Il 5 agosto l’Associated Press ha riferito che tra i politici americani cresce l’ansia per questo missile, e risulta che i collaudi finali potrebbero ormai giungere a conclusione l’anno prossimo. Il 16 agosto - il giorno stesso in cui il Pentagono ha reso noto il suo resoconto annuale sull’apparato militare cinese - una fonte militare d’alto grado, parlando in forma anonima, ha rivelato con espressioni volutamente criptiche che il missile «costituisce una grossa preoccupazione per noi». Ancora la settimana scorsa il capo della Marina Usa nel Pacifico ha dichiarato ai giornalisti giapponesi che il missile in questione «probabilmente sta per diventare operativo».
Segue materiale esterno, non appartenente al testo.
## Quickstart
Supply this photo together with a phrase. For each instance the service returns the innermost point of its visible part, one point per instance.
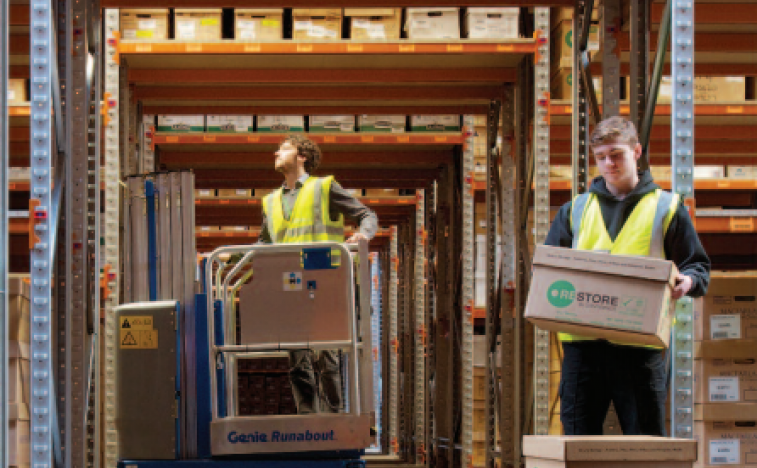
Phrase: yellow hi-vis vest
(309, 221)
(643, 233)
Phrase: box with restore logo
(620, 298)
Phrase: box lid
(610, 448)
(372, 11)
(620, 265)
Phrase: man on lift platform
(617, 215)
(312, 209)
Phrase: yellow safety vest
(643, 233)
(309, 221)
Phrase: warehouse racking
(426, 252)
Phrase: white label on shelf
(725, 327)
(724, 452)
(186, 29)
(147, 24)
(724, 389)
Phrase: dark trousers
(305, 384)
(594, 373)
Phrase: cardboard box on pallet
(730, 307)
(181, 123)
(492, 23)
(17, 91)
(382, 123)
(608, 452)
(147, 24)
(331, 123)
(198, 24)
(281, 123)
(371, 24)
(726, 443)
(258, 24)
(435, 123)
(317, 24)
(229, 123)
(726, 380)
(620, 298)
(432, 23)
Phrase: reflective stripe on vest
(309, 220)
(643, 233)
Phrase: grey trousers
(304, 383)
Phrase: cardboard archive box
(258, 24)
(281, 123)
(608, 452)
(726, 380)
(561, 51)
(371, 24)
(144, 24)
(317, 24)
(197, 24)
(229, 123)
(435, 123)
(492, 23)
(726, 443)
(432, 23)
(17, 91)
(730, 308)
(381, 123)
(331, 123)
(619, 298)
(181, 123)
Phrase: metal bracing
(4, 193)
(419, 331)
(682, 137)
(493, 284)
(393, 406)
(509, 416)
(610, 59)
(468, 263)
(42, 401)
(639, 61)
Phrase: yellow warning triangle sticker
(129, 340)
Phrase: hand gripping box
(615, 297)
(608, 452)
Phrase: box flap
(610, 448)
(596, 262)
(372, 11)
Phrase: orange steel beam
(19, 15)
(714, 13)
(323, 3)
(350, 75)
(664, 160)
(748, 108)
(662, 132)
(411, 109)
(167, 139)
(316, 93)
(331, 158)
(707, 42)
(663, 147)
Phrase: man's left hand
(683, 286)
(358, 236)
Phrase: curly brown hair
(306, 148)
(614, 130)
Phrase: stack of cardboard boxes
(264, 387)
(725, 373)
(19, 378)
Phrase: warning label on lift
(136, 332)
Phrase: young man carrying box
(618, 216)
E allora: che cosa ci rivela tutto ciò? Tre cose. La prima è che la Cina è prossima - come mai è stata in passato - a mettere definitivamente a punto un missile in grado di mettere fuori gioco una portaerei. La seconda è che la produzione di un missile di questo tipo equivarrà a porre fine all’incontrastata egemonia statunitense sui mari, specialmente lungo le cruciali rotte oceaniche asiatiche. La terza e ultima cosa è che un missile DF-21D operativo accrescerebbe fortemente le tensioni che già serpeggiano in Asia. Questa estate la Cina ha ufficialmente sorpassato il Giappone, diventando la seconda economia al mondo. Quantunque le capacità militari cinesi debbano ancora arrivare all’altezza del suo successo economico, un missile balistico antiportaerei altererebbe drasticamente l’equilibrio di potere in Asia, facendolo pendere un po’ più verso la Cina. E un simile spostamento cambierebbe anche il mondo intero.